Similarity = 2×M / ∣S1∣+∣S2∣
Example:
String 1: datamining, String 2: dataanalysis
Longest matching substring: ‘data’, Remaining segments: ‘mining’ and ‘analysis’ both on right side.
Compare mining and analysis, Longest matching substring: ‘n’, Remaining segments: ‘mi’ and ‘a’ on left side, ‘ing’ and ‘alysis’ on right side. There are no further matching substrings.
So, 2*5 / (10+12) = 0.4545
textdistance.ratcliff_obershelp('datamining', 'dataanalysis')
>>> 0.4545
textdistance.ratcliff_obershelp('genomics is study of genome', 'genetics is study of genes')
>>> 0.8679
These are some of the commonly used similarity and distance metrics in data science. A few others include Smith-Waterman based on dynamic programming, compression-based normalized compression distance, phonetic algorithms like the match rating approach, etc.
Learn more about these similarity measures here.
Similarity and dissimilarity measures are crucial in Data Science for tasks like clustering and classification.

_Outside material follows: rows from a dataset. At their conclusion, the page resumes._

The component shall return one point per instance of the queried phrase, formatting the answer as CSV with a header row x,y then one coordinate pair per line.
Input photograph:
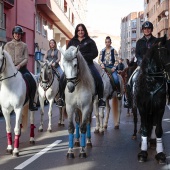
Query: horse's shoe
x,y
77,144
116,127
161,158
142,156
152,143
9,151
70,155
89,145
82,155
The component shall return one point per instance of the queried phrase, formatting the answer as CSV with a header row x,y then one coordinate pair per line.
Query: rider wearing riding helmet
x,y
142,45
19,52
89,51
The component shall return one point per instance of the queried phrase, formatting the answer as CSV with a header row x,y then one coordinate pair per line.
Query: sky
x,y
105,15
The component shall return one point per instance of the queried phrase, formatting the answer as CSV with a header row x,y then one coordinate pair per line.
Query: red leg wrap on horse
x,y
32,127
9,138
16,142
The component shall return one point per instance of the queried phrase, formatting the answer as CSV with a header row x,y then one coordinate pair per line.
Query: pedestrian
x,y
89,51
53,54
107,61
19,52
142,45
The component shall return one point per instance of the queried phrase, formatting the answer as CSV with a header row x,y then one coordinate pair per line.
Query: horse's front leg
x,y
8,130
107,114
50,115
96,111
160,156
41,100
32,127
17,130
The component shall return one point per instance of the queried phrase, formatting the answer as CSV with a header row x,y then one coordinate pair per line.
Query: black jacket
x,y
88,48
142,46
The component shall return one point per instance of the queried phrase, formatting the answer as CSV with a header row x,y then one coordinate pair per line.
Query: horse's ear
x,y
61,50
40,62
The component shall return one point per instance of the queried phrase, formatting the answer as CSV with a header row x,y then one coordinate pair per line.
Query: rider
x,y
54,54
142,46
107,60
89,51
19,53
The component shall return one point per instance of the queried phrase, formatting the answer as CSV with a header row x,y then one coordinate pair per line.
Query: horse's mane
x,y
84,71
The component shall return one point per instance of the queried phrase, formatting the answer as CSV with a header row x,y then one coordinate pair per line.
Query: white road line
x,y
37,155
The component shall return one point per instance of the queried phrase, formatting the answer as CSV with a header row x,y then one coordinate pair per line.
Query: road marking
x,y
37,155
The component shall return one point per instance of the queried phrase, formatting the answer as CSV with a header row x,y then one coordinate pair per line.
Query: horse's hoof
x,y
161,158
105,126
116,127
15,154
9,151
152,143
82,155
40,130
32,142
96,131
142,156
70,155
101,132
134,137
89,145
77,144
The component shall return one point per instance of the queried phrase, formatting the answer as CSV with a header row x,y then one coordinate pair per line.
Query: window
x,y
39,23
44,27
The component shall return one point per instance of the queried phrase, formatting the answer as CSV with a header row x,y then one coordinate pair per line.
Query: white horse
x,y
48,88
116,104
13,96
79,94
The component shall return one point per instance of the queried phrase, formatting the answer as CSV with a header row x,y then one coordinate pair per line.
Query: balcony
x,y
163,7
55,11
8,3
162,25
2,35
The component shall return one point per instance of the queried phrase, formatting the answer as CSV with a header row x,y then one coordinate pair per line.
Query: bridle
x,y
75,80
2,69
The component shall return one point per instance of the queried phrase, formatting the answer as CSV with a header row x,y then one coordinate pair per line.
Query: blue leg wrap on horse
x,y
83,140
71,139
88,131
77,131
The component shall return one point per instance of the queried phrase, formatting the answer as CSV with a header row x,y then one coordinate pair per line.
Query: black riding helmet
x,y
17,29
147,24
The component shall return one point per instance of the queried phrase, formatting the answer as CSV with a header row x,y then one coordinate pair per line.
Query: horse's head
x,y
46,72
71,66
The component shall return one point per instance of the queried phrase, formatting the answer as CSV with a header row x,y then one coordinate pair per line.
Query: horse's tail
x,y
116,110
25,117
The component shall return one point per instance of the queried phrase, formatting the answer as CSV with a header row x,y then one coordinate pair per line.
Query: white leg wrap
x,y
144,144
153,135
159,146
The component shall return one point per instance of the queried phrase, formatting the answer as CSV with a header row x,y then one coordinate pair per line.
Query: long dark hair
x,y
54,43
84,28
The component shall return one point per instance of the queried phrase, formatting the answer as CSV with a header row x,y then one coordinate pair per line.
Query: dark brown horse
x,y
126,73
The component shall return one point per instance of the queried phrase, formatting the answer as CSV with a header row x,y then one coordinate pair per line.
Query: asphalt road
x,y
115,150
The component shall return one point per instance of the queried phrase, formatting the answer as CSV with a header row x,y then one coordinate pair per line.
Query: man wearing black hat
x,y
142,46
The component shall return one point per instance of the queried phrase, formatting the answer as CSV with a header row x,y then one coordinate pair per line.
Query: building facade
x,y
41,21
157,12
130,33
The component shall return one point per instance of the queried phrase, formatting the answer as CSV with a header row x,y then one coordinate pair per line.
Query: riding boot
x,y
119,95
62,84
128,104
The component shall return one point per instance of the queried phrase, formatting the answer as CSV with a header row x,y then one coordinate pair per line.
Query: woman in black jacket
x,y
89,51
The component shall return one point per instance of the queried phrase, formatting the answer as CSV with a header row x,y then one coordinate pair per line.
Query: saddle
x,y
109,73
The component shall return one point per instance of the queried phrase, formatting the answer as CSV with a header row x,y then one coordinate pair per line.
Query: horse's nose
x,y
70,87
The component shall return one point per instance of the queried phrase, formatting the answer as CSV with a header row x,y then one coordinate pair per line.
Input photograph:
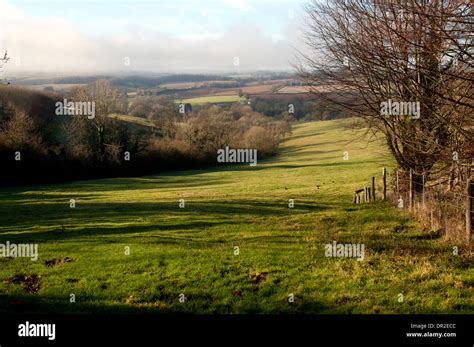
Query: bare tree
x,y
370,52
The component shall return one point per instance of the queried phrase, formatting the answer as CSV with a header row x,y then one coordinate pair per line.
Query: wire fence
x,y
440,202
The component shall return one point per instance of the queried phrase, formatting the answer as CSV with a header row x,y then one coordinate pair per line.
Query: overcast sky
x,y
158,36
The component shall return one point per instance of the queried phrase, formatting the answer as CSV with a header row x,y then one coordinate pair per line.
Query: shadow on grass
x,y
65,223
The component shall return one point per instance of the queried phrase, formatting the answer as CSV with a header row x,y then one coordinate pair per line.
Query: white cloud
x,y
54,45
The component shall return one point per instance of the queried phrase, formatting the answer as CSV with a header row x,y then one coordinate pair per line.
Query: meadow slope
x,y
191,250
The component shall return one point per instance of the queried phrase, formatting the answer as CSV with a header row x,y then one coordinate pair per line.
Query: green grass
x,y
191,250
211,99
144,122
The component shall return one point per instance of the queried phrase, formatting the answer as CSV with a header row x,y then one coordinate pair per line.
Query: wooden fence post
x,y
373,188
469,207
410,193
384,180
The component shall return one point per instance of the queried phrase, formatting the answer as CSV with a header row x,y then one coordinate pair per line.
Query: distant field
x,y
211,100
65,86
294,89
132,119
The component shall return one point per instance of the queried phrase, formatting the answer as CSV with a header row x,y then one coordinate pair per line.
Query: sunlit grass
x,y
191,250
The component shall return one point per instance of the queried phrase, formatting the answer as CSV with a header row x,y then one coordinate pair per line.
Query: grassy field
x,y
191,250
215,99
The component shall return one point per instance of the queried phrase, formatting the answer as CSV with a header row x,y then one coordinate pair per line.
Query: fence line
x,y
437,203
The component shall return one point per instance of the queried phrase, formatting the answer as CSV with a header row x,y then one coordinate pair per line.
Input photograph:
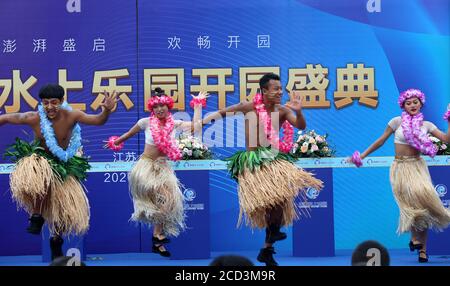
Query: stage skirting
x,y
210,222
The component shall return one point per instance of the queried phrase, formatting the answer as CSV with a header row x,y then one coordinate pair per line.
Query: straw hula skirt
x,y
419,204
157,196
266,181
43,182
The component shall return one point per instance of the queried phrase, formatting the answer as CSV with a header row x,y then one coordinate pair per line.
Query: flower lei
x,y
286,143
447,115
161,136
50,138
197,101
415,136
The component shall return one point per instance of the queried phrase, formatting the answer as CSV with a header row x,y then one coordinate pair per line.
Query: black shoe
x,y
36,223
274,234
423,259
156,249
56,243
413,246
156,240
266,256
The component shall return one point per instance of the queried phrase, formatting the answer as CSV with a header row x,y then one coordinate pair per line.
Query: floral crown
x,y
410,93
155,100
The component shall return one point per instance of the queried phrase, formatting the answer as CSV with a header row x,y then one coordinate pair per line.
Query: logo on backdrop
x,y
441,190
73,6
312,193
75,255
375,257
373,6
189,195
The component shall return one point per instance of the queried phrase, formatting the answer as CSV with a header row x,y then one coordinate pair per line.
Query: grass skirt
x,y
419,204
62,202
266,182
157,196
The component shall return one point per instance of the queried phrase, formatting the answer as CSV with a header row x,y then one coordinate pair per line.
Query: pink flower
x,y
272,136
415,136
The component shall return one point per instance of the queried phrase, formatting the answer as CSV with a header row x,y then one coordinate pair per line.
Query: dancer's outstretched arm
x,y
356,157
378,143
107,105
230,110
441,135
25,118
196,124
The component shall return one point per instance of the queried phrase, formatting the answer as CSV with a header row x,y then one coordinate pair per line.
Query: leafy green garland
x,y
253,160
75,166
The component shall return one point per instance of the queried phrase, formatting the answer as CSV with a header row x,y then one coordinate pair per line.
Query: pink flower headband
x,y
410,93
155,100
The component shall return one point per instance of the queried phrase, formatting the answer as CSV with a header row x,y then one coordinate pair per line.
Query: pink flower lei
x,y
286,143
155,100
411,125
161,133
416,137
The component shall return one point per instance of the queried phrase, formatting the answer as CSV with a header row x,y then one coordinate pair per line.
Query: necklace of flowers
x,y
161,133
416,137
50,138
287,141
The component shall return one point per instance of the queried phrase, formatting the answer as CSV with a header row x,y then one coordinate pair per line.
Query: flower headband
x,y
410,93
155,100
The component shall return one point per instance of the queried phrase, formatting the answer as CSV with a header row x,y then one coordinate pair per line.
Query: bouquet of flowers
x,y
443,149
192,148
311,144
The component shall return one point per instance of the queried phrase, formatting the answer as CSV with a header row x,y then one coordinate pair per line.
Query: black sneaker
x,y
156,240
266,256
274,234
157,249
56,243
36,223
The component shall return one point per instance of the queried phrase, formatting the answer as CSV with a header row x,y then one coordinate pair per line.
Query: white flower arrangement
x,y
192,148
311,144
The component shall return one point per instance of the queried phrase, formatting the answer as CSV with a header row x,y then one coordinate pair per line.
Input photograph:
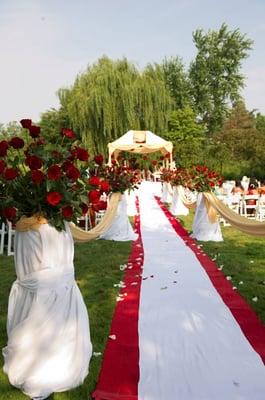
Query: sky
x,y
44,44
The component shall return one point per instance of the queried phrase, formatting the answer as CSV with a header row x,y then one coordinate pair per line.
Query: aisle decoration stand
x,y
45,188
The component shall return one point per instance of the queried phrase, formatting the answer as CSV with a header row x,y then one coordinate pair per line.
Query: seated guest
x,y
238,188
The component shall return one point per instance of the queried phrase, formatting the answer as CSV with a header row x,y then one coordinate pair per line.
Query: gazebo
x,y
141,142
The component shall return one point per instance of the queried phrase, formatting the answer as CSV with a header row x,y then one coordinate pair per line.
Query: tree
x,y
237,146
176,81
112,97
187,136
215,75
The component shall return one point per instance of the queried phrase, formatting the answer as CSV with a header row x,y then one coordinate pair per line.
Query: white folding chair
x,y
10,239
250,203
260,210
99,215
85,222
2,237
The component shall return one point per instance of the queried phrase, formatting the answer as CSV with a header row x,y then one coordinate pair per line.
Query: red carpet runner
x,y
119,375
246,318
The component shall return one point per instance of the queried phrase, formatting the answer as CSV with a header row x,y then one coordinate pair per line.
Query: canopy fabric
x,y
140,142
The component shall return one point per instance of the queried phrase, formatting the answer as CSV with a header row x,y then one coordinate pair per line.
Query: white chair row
x,y
249,206
7,229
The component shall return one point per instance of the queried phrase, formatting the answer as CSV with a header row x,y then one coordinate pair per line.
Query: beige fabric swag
x,y
25,224
242,223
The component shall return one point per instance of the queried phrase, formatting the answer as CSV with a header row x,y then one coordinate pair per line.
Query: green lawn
x,y
97,269
243,258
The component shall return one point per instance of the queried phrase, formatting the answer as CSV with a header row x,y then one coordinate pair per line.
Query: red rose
x,y
99,159
100,205
56,154
73,173
3,148
37,176
26,123
73,153
33,162
67,164
10,213
94,196
67,211
68,133
84,208
53,198
54,172
16,143
34,131
10,174
2,166
104,186
82,154
94,181
40,141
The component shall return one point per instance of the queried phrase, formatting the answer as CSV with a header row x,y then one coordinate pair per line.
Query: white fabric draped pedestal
x,y
166,192
120,229
177,207
49,346
202,228
131,205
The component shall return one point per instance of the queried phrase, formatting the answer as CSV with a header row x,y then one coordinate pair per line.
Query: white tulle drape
x,y
49,346
166,192
177,207
202,228
120,229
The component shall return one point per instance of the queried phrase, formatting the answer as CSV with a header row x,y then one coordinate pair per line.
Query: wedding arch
x,y
141,142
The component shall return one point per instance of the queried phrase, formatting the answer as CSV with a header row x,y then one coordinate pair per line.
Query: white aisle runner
x,y
191,347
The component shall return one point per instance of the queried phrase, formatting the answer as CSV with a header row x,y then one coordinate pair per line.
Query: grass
x,y
97,269
243,258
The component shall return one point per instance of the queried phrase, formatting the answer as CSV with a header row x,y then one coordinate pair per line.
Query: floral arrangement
x,y
181,176
203,179
166,175
44,176
120,178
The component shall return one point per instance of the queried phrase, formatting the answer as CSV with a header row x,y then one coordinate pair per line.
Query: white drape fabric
x,y
49,346
166,192
177,207
191,347
120,229
131,205
202,228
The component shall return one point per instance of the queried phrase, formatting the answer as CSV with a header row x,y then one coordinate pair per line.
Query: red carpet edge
x,y
248,321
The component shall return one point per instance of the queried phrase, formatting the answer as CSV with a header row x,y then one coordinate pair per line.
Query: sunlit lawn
x,y
243,258
97,269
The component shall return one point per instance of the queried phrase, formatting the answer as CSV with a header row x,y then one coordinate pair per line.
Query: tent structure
x,y
140,142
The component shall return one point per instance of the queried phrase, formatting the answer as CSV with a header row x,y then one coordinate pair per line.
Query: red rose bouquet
x,y
202,179
46,176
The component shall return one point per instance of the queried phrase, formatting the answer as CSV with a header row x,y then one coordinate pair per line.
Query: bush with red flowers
x,y
47,176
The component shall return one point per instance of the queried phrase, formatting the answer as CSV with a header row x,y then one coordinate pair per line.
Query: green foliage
x,y
239,145
112,97
177,81
187,136
242,257
97,269
215,75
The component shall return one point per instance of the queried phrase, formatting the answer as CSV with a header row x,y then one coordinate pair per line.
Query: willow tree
x,y
112,97
215,74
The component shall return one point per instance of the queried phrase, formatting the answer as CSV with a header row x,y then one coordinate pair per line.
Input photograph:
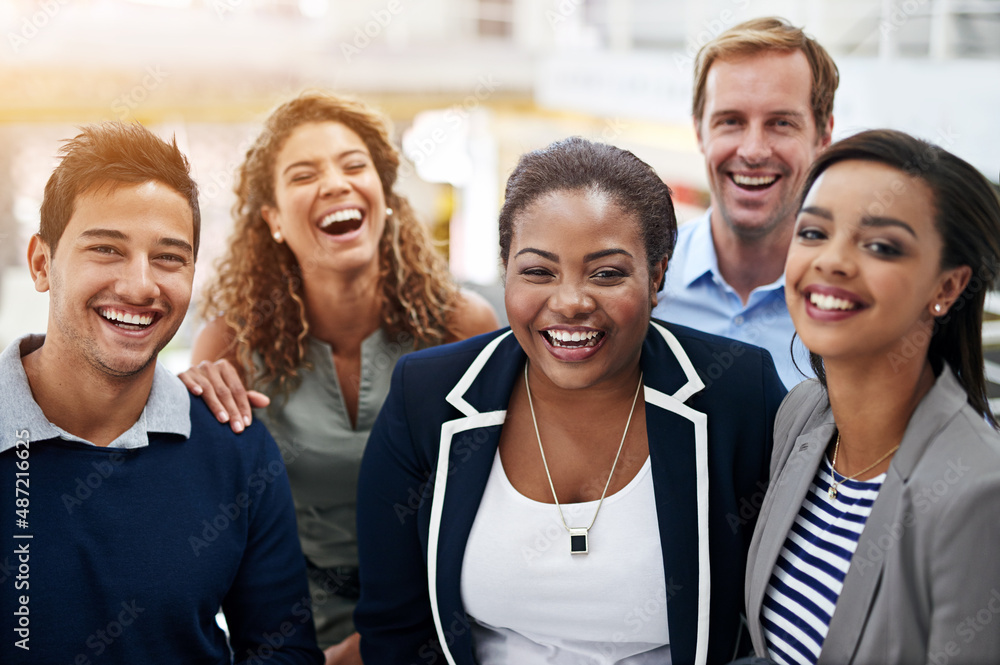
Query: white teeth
x,y
124,317
751,181
830,303
349,214
562,337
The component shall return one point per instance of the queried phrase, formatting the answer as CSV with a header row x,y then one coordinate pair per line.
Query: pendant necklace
x,y
578,536
832,493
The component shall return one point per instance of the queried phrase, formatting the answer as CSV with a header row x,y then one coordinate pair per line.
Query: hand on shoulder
x,y
216,378
473,316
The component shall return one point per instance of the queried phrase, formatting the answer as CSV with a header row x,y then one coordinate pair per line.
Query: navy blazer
x,y
430,454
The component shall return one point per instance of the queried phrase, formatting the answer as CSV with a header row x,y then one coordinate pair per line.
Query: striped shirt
x,y
809,574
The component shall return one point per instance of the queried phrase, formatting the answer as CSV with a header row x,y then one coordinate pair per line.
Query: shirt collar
x,y
699,253
701,259
167,408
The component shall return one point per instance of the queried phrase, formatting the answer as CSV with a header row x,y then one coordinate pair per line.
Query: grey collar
x,y
167,408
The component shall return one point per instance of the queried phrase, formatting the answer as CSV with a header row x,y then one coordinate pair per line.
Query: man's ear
x,y
39,262
697,133
826,133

This article explored various metrics: Euclidean and Minkowski distances for numerical data, Pearson correlation for statistical relationships, Hamming and Levenshtein distances for text, and advanced methods like Jaro-Winkler, Tversky index, and Ratcliff-Obershelp similarity for nuanced comparisons, enhancing analytical capabilities.
A. Euclidean distance is a measure of the straight-line distance between two points in a multidimensional space, commonly used in clustering and classification tasks to compare numerical data points.
A. Levenshtein distance measures the number of insertions, deletions, and substitutions needed to transform one string into another, while Hamming distance only counts character substitutions and requires the strings to be of equal length.
A. Jaro-Winkler distance measures the similarity between two strings, giving higher scores to strings with matching prefixes. It is particularly useful for comparing names and other text data with common prefixes.
A. Cosine Similarity is ideal for comparing document vectors in high-dimensional spaces, such as in information retrieval, text mining, and clustering tasks, where the orientation of vectors (rather than their magnitude) is important.
A. Token-based similarity measures, like Jaccard index and Sørensen-Dice coefficient, compare the sets of tokens (words or characters) in strings. They are important for tasks where the presence and frequency of specific elements are crucial, such as in text analysis and document comparison.